Saturday, March 12, 2011

Pink With Purple Polka Dots All Over and Green Feathers Protruding From The Ears

Note:  I wrote the post several days ago.  It is only today that I have had time to read it over in preparation for posting.  I use the word “tsunami” in the second paragraph.   I will leave it.  It still seems to best describe my view of hate.  Please remember that this was written two days before the horrific tragedy in Japan.  I do not use the word in any disrespectful way. 


For a long time now I have described myself as an idealist who has had to become a realist.  I’m thinking I was totally clueless.  And I’m still an idealist.  And maybe even more so than before! 

I have found that a side effect of grief is the intensification of distress for others.  So you can well imagine how distressing I find this tsunami of hate that seems to have hit us.  I simply can’t understand it.  If you read my post “18 Months Ago” you’ll remember my description of little granddaughters all across the world in the kitchen cooking with Grandma.  I referred to the book, “Same Kind Of Different As Me”.  It was my attempt to see how much alike we are as opposed to how different we are. 

I collect quotes.  There are people who have such natural wisdom.  And they have the ability to verbalize that wisdom in a modicum of words.  I believe the mustard seed is the smallest of seeds.  So I think of these quotes as “mustard seeds of wisdom”. 

Anyway, years ago I learned of Will Rogers saying he had never met a man he didn’t like.  That really intrigued me!  How was that possible?  I like pretty much everyone I meet, but really!   Never to have met anyone he didn’t like?  I wondered if I could get down the road several years, look back at that point in time and say the same thing?  That I had not, in x years, met anyone I did not like?  I wanted to try.

But how to do that?  I decided that a good starting point would probably be to assume I was going to like those I might meet.
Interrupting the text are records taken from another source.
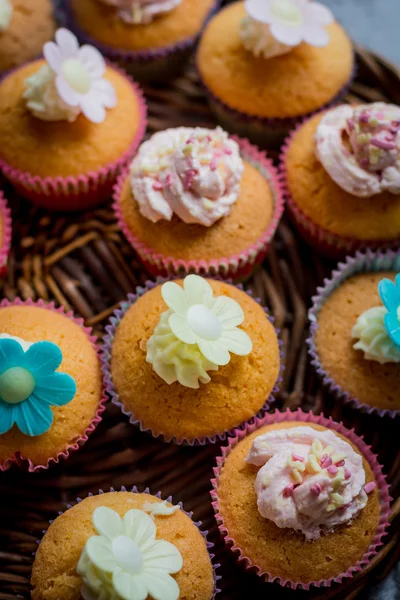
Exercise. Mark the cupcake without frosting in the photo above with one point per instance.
(123, 546)
(189, 360)
(264, 64)
(341, 171)
(195, 199)
(69, 123)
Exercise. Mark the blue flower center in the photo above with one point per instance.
(16, 385)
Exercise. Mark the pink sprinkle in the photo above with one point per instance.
(297, 457)
(369, 487)
(332, 470)
(288, 491)
(316, 489)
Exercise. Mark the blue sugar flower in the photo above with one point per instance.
(29, 386)
(390, 296)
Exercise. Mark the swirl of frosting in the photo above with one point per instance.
(6, 11)
(137, 12)
(373, 338)
(360, 148)
(308, 479)
(192, 172)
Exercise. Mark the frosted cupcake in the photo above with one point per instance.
(150, 38)
(123, 545)
(51, 393)
(342, 177)
(301, 500)
(69, 124)
(191, 360)
(264, 64)
(24, 27)
(196, 200)
(355, 332)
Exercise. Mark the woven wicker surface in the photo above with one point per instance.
(83, 263)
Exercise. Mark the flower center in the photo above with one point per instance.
(16, 385)
(76, 75)
(204, 323)
(287, 12)
(127, 554)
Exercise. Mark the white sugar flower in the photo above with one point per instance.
(126, 561)
(80, 75)
(293, 21)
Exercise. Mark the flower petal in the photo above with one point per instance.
(214, 352)
(107, 522)
(93, 60)
(228, 311)
(67, 42)
(66, 93)
(56, 389)
(180, 328)
(52, 54)
(42, 358)
(139, 526)
(100, 553)
(237, 341)
(11, 354)
(163, 555)
(33, 418)
(175, 298)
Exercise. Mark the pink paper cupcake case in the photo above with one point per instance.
(360, 263)
(327, 243)
(85, 190)
(111, 328)
(198, 524)
(238, 266)
(18, 458)
(145, 65)
(5, 218)
(383, 488)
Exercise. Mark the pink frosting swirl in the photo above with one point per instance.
(141, 11)
(360, 148)
(194, 173)
(309, 480)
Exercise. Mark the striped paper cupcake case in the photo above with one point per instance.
(19, 458)
(246, 562)
(111, 328)
(368, 262)
(238, 266)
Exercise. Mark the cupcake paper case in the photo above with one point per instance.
(145, 495)
(110, 385)
(369, 262)
(304, 419)
(237, 266)
(10, 455)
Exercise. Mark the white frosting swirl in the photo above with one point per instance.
(194, 173)
(308, 479)
(360, 148)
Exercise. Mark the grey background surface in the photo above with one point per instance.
(373, 23)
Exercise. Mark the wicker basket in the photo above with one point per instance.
(83, 263)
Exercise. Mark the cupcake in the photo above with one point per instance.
(195, 200)
(152, 39)
(51, 394)
(68, 125)
(190, 360)
(5, 234)
(341, 171)
(265, 65)
(123, 545)
(300, 499)
(356, 316)
(24, 27)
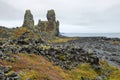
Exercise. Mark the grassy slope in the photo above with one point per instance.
(38, 68)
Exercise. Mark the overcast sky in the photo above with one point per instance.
(77, 16)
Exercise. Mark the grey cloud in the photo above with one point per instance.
(8, 12)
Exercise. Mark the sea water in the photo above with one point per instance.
(109, 35)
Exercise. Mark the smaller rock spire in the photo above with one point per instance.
(51, 15)
(28, 19)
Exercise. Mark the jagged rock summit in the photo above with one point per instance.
(47, 28)
(28, 19)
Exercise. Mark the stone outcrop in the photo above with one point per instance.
(51, 27)
(51, 16)
(47, 28)
(28, 19)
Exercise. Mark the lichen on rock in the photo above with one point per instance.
(28, 19)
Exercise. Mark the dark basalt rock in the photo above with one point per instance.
(51, 16)
(28, 19)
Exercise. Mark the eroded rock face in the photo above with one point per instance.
(51, 16)
(49, 28)
(28, 19)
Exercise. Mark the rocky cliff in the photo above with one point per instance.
(49, 28)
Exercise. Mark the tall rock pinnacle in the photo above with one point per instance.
(51, 15)
(28, 19)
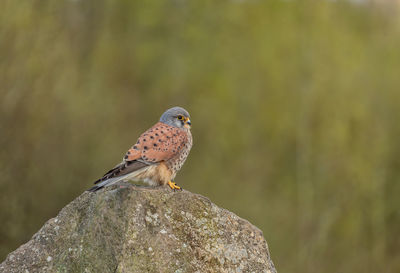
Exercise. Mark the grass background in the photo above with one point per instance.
(295, 108)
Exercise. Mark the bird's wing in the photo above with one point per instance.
(159, 143)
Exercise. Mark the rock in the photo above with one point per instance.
(137, 229)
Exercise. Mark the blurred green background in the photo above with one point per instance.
(295, 108)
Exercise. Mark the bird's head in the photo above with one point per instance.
(177, 117)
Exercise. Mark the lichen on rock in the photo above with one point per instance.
(139, 229)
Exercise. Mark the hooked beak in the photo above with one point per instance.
(188, 123)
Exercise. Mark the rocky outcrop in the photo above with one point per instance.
(137, 229)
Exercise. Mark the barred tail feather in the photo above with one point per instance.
(106, 183)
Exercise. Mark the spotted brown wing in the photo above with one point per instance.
(160, 143)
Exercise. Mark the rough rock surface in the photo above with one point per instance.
(137, 229)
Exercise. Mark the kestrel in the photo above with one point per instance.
(158, 154)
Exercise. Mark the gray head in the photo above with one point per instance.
(177, 117)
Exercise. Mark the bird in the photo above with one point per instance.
(158, 154)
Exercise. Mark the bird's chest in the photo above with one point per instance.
(176, 163)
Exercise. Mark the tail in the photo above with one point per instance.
(105, 183)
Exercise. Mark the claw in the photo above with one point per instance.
(173, 186)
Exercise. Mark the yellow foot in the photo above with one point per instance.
(173, 186)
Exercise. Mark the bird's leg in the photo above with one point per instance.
(173, 185)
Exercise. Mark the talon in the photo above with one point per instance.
(173, 186)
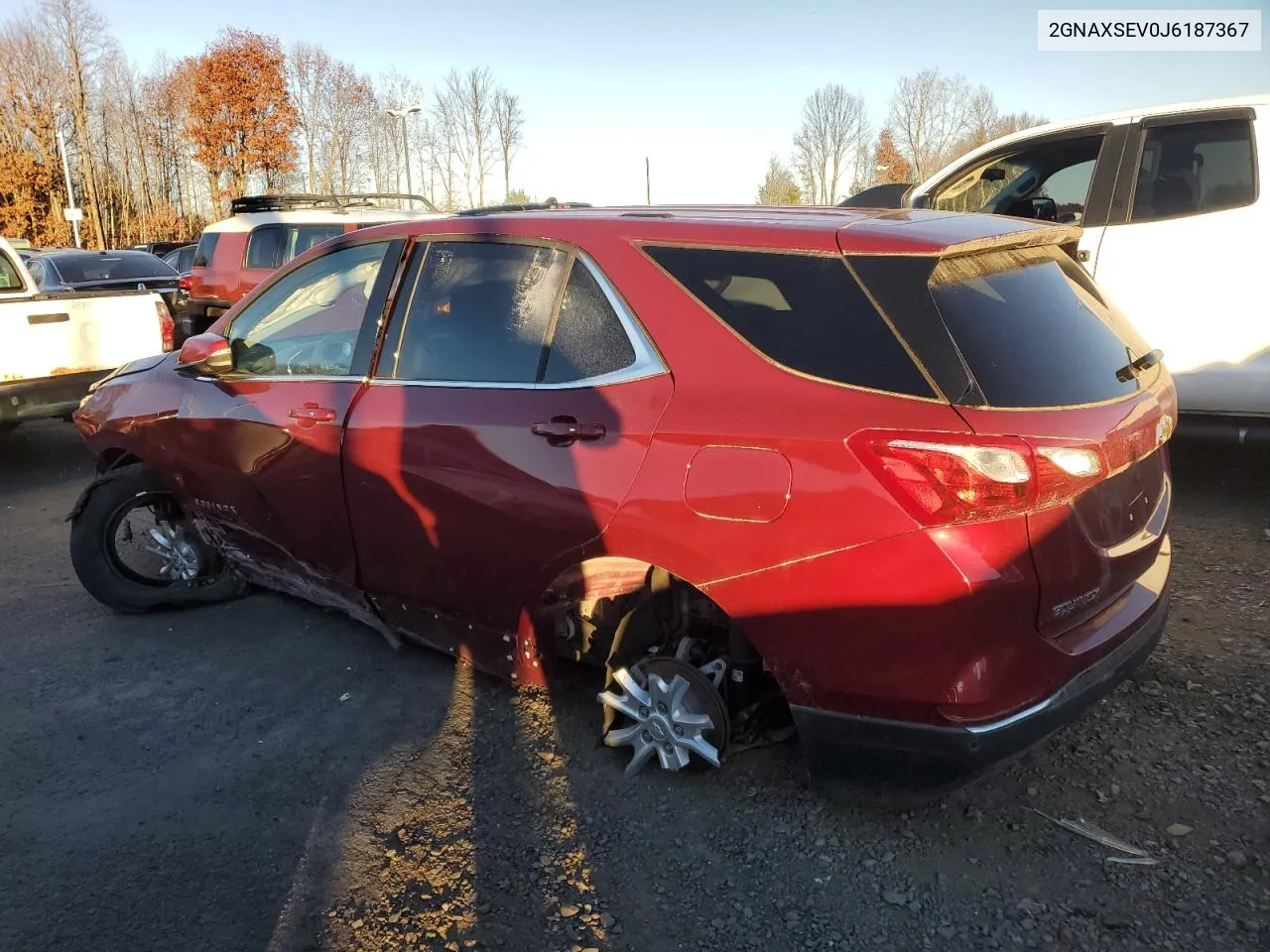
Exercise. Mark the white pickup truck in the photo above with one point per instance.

Seemed logical.  

Also, I thought about the fact that I had always had the opportunity (and been enriched) to be around people so different, in lots of ways:  nationality, religion, ethnicity, native language, race, talents, educational level, etc.  I wanted to express that concept of being inclusive.  So I came up with my own little saying.  My own little mental guideline.  I decided that if I were to meet someone who was pink with purple polka dots all over AND green feathers coming out of his/her ears, someone far different from anyone I had yet met, it should not matter in the least.  I should notice the polka dots and feathers only in the same casual way I would notice that great purse some woman on the elevator has.  (Sorry guys!  I couldn’t think of something you might relate to.  So just go with this.  You’re smart.)  It should only matter, like always, what that person was as a human being.  I liked that.  That would work. 

I can’t say that I have liked everyone I’ve met.  I only wish I could.  (There does seem to be a few people who work hard at being as abrasive as they can.)  BUT, I do think this idea, this concept, inspired by someone else’s wisdom has served me well.  I have tried to train myself to look for the things that matter.  I have tried to see people as being just like me.  A regular person who works, takes care of his/her family, has good qualities as well as faults, is talented in some unique way or has an interesting and unusual blend of talents.  That person has good days and bad days.  That person does dumb things and then asks, “What was I thinking?”  That person has suffered some pain common to us all.  Etc, etc.

I know I am naïve.  And now I realize, as I said at the beginning, that I never ceased being an idealist.  But, guess what?  I don’t want to change.  In this one area, I don’t.  It allows me to enjoy most everyone I meet.  (But I do try to learn something from anyone I don’t enjoy or like so much.  That works well, too.)  It allows me to live without fear of others.  It helps keep me, for the most part, I think, from making sweeping, ridiculous and inappropriate generalizations.  At the very least, it keeps me aware of the debilitating nature of those generalizations. 

Let me end with another quote.  It is going to seem political because it originated in a political atmosphere.  But I assure you, for me, it is not.  It is just a good tool for everyday life.  FDR said, “We have nothing to fear but fear itself.”   Come to think of it, that sounds like an antidote for hate to me!